Even if countries are not party to the Refugee Convention like Malaysia, refoulement, the expulsion of persons who have the right to be recognised as refugees to countries in which they might be subject to persecution, still applies.
HRW said China’s record of torture, disappearance, and arbitrary detention of Uighurs, a predominantly Muslim ethnic minority, puts these people at grave risk of torture if they are returned to China.
“The treatment of these Uighurs is a litmus test for Malaysia’s commitment to basic principles of refugee protection,” Bill Frelick, HRW’s refugee policy director, said.
“The Malaysian government should have immediately granted (the United Nations refugee agency) UNHCR access to the Uighurs to determine their protection needs, especially since Uighurs are known to be vulnerable to abuse in China.”
Malaysia is not alone in sending the Uighurs back to China.

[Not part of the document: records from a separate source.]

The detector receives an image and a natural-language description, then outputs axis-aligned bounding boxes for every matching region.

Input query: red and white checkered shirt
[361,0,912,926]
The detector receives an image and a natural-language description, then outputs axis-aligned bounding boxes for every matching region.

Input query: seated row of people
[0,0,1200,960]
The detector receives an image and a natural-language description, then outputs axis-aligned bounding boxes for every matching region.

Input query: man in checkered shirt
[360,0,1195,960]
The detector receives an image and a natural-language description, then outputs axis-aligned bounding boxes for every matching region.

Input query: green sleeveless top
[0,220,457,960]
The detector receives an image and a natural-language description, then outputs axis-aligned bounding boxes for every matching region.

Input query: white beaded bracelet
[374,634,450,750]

Thailand, Pakistan and Cambodia have also handed them over to Chinese government officials despite outcry from rights groups and in Cambodia, despite the Uighurs being under the protection of the United Nations refugee agency UNHCR.
Their whereabouts remain unknown.
Uighurs fled China after the Chinese government crackdown that followed inter-ethnic clashes in Xinjiang in July 2009.
“A recent wave of Uighur forced returns shows the bullying hand of China,” said Frelick. “Malaysia, Thailand, Pakistan, and all other countries, particularly in the region, should stand together to resist this pressure.”